L'auteur cite Didier Eribon au début du roman, et c'est judicieux, car on retrouve dans ce livre des éléments que j'avais aimés dans “Retour à Reims” : cette honte, voire ce mépris, pour son milieu social d'origine que le narrateur veut fuir aussi vite que possible. Tout n'est pas parfait dans ce roman, mais le thème est suffisamment fort, et proche de moi, pour me faire réagir.
Les aventures de Russel Middlebrook continuent avec ce troisième volume au format un peu particulier. Cette fois, nous avons droit à un récit à deux voix : d'abord avec Russel qui nous raconte une semaine de sa vie, puis avec sa meilleure amie Min qui nous raconte la même semaine mais de son point de vue. C'est bien fait, sympathique à suivre, et toujours aussi touchant et drôle.
Quatrième et dernier volume en date des aventures de Russel Middlebrook (un cinquième volume est prévu mais pas encore sorti à ce jour), c'est aussi celui qui m'a le moins enchanté. Sans la nouveauté du premier, sans l'émotion et la profondeur du deuxième, sans l'originalité du troisième, ce quatrième volume ressemble à une caricature des précédentes histoires de Russel et de son groupe d'amis.
C'est peut-être étonnant, mais je n'avais pas encore lu ce roman semi-autobiographique de Roger Peyrefitte. J'avais vu le film du même nom, mais je n'avais pas encore lu le roman dont il avait été adapté. C'est une belle oeuvre. Quelques longueurs, parfois, lorsqu'il évoque des aspects de la religion qui me laissent indifférent mais l'ensemble est plaisante et touchant.
Voici donc le dernier livre que j'aurai commencé et terminé en 2013. Après avoir lu plusieurs fois le Seigneur des Anneaux, il était temps que je lise également le Hobbit. J'avais essayé il y a quelques années mais j'avais abandonné au début, peu enthousiasmé par le côté enfantin de ce conte. Finalement j'ai réussi cette fois à passer outre un début peu passionnant. La suite est meilleure, même si cela reste moins épique que le Seigneur des Anneaux. Et je ne suis toujours pas fan de Bilbo ...
Un bon roman qui m'a un peu rappelé l'excellent “Defending Jacob” que j'avais lu et adoré en début d'année. Le découpage en 5 parties au rythme du dîner (apéritif, entrée, plat principal, dessert, digestif) est un peu artificiel, d'autant que la partie la plus longue (“plat principal”) donne lieu à de nombreuses diggressions avec des flash-backs qui sans être inintéressants donnent l'impression d'être présents pour prolonger le suspense. Les personnages sont détestables mais on se laisse prendre au jeu par le récit.

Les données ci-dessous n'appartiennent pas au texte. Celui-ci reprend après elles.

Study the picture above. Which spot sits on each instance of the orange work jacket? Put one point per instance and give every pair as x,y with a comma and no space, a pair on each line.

Après “Le Place”, je continue ma découverte de l'oeuvre d'Annie Ernaux. J'ai eu un peu l'impression de relire le même livre, même si je crois que cette impression vient surtout du fait que je me suis retrouvé plusieurs fois dans les mots de l'auteure, comme lorsque j'ai lu “Le Place”. Même si elle nous parle d'une époque (les années 50) que je n'ai pas connue, Annie Ernaux nous parle aussi d'un milieu social que j'ai bien connu. Un beau livre, encore une fois.
Un enfant de 9 ans, à l'intelligence supérieure à la moyenne et à l'imagination débordante, essaye de faire le deuil de son père, mort dans les attentats du 11 Septembre. C'est un drôle de roman, un peu compliqué à suivre : ça part dans tous les sens, c'est bourré d'histoires parallèles, même on parvient à reconstituer les pièces du puzzle à la fin. C'est joli, plein de bons sentiments, parfois émouvant. Mais il m'a manqué quelque chose pour en faire un très bon roman. Peut-être parce que certains passages sont assez pénibles à lire.